As George Mason University economics professor Russell Roberts points out in The New York Times, capitalism is predicated on profits and losses.
“The profits encourage risk-taking,” he says. “The losses encourage prudence. For decades, government policy and action have discouraged prudence by bailing out or taking over virtually every significant financial institution that has acted recklessly.”
Roberts argues that the bigger mistake has been the bailing out of too many firms rather than too few, and adds some sage advice:
Five years ago, well before the crisis, Gary Stern and Ron Feldman of the Minneapolis Fed, wrote “Too Big to Fail,” arguing that the continual rescue of debt holders and creditors was creating systemic risk in the financial system.

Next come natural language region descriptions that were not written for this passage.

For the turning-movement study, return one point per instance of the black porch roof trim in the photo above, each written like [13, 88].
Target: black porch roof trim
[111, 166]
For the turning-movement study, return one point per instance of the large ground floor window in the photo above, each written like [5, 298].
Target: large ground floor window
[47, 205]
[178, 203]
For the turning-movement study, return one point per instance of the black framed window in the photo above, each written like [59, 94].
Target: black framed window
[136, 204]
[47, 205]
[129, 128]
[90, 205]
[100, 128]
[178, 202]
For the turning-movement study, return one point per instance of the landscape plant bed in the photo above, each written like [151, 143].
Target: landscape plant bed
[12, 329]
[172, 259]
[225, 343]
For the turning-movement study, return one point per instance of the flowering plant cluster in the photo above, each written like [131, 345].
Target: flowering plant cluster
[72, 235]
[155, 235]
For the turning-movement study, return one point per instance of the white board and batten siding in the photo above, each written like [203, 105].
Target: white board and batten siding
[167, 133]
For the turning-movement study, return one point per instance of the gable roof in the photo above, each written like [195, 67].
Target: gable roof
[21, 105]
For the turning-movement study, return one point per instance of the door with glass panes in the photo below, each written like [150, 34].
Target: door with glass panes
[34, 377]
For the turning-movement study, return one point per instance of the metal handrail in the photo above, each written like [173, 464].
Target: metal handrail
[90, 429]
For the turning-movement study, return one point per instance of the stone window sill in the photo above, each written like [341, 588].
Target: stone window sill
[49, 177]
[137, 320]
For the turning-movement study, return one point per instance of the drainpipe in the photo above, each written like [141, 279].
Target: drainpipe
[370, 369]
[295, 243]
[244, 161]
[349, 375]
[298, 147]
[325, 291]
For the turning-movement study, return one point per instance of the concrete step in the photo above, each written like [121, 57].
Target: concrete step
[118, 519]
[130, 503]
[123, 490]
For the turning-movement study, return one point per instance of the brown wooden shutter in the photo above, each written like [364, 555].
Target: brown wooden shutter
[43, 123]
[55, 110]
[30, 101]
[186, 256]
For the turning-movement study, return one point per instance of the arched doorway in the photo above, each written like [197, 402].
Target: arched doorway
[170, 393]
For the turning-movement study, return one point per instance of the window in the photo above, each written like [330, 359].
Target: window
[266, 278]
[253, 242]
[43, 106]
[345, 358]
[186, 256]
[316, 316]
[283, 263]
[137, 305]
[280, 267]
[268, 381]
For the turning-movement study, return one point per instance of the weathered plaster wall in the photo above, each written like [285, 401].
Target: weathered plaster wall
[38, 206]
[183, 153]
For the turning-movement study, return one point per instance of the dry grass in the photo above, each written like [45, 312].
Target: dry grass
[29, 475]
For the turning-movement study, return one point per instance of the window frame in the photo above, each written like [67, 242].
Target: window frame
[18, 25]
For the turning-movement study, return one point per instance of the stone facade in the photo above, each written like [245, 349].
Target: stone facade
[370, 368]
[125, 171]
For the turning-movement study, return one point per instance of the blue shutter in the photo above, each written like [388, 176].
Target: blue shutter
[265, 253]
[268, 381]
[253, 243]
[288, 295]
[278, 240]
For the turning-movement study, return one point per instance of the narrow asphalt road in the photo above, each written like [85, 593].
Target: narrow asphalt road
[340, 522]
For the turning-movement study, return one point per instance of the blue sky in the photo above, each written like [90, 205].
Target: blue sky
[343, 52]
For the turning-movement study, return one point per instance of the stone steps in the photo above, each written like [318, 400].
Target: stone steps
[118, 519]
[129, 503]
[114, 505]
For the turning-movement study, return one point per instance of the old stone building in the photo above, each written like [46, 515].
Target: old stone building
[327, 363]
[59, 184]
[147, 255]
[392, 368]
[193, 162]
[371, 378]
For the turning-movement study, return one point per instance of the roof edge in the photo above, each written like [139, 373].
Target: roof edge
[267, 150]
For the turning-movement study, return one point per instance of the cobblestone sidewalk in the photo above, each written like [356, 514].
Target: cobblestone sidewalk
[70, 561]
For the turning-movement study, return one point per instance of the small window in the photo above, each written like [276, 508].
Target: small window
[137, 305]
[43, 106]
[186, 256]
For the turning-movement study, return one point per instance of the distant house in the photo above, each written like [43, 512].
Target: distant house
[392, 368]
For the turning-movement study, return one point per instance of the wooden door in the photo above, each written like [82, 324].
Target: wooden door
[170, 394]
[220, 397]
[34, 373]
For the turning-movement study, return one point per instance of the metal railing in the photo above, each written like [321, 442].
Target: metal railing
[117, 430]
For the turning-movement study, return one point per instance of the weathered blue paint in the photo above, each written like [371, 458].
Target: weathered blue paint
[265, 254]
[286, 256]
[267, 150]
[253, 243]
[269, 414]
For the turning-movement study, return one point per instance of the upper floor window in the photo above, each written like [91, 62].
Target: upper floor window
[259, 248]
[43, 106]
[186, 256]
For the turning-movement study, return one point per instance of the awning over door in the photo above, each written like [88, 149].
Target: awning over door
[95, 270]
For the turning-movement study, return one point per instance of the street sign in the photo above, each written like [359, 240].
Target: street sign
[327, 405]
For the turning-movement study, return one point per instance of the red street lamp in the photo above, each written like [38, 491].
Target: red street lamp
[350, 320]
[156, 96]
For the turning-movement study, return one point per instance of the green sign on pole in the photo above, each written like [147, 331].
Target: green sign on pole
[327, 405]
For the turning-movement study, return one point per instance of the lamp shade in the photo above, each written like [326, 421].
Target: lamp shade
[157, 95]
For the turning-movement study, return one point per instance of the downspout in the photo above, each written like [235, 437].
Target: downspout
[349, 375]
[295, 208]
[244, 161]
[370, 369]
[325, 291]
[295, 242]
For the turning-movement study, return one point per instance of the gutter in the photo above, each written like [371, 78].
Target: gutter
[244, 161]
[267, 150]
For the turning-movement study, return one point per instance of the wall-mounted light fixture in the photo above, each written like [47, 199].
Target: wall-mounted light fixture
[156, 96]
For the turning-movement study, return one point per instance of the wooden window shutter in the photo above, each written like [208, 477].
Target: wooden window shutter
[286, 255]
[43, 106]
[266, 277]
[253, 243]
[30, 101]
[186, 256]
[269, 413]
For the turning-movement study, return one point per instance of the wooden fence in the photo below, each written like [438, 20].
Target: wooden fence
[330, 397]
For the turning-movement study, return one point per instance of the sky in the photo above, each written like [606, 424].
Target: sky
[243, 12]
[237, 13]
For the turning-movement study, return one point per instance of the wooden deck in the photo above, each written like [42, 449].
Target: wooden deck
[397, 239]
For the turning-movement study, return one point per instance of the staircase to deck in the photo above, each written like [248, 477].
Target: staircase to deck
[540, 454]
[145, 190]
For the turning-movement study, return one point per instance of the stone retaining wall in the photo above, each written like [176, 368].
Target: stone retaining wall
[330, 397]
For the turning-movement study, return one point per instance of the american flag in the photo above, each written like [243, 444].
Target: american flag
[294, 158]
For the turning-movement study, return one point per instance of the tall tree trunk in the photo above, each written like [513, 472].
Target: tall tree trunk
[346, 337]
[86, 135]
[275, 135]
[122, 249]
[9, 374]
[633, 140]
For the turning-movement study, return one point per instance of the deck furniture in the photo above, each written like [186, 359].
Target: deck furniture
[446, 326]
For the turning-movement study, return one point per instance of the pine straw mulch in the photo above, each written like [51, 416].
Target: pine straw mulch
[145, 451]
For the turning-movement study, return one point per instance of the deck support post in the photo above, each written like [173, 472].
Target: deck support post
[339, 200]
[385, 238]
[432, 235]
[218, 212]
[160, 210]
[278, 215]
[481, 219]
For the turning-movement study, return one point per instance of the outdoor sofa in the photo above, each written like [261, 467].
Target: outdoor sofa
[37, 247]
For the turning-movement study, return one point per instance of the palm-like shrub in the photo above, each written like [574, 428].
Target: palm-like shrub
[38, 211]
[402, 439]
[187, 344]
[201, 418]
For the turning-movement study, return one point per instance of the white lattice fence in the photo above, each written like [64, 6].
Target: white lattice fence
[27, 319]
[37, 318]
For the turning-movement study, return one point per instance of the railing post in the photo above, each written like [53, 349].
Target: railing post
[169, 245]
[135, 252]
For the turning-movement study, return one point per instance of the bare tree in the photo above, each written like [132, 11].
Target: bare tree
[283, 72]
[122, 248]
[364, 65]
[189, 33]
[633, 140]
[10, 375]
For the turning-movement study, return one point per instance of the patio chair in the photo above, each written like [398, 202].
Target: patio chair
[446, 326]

They pointed out the crucial role that debt holders and creditors play in monitoring and restraining risky investments on the part of financial institutions. By consistently bailing out creditors, the power of that restraint was being destroyed. They argued that we were encouraging excessive risk-taking and destroying the natural feedback loops of prudence that would otherwise restrain bad behavior.
They were right, but no one listened. The same mistakes continue. The ongoing rescue of virtually all creditors and counterparties of insolvent firms, rewards recklessness, creates an impression if not the reality of crony capitalism, and sows the seeds for the next financial crisis.
Think of it like this: If you’ve ever been at a ballgame and given a kid $10 and told them to go get themselves a snack and asked them to bring you back the change, they nearly always come back with a lot of food and very little money left over. There’s no incentive for them to be prudent.
If, however, you give them the money and tell them to get themselves something and then add that they can keep the change, they tend to be much more judicious in their spending habits.
Right now, we’re effectively giving big business a blank check and then telling them results don’t matter, there’s always going to be more money available. That’s hardly a recipe for business success.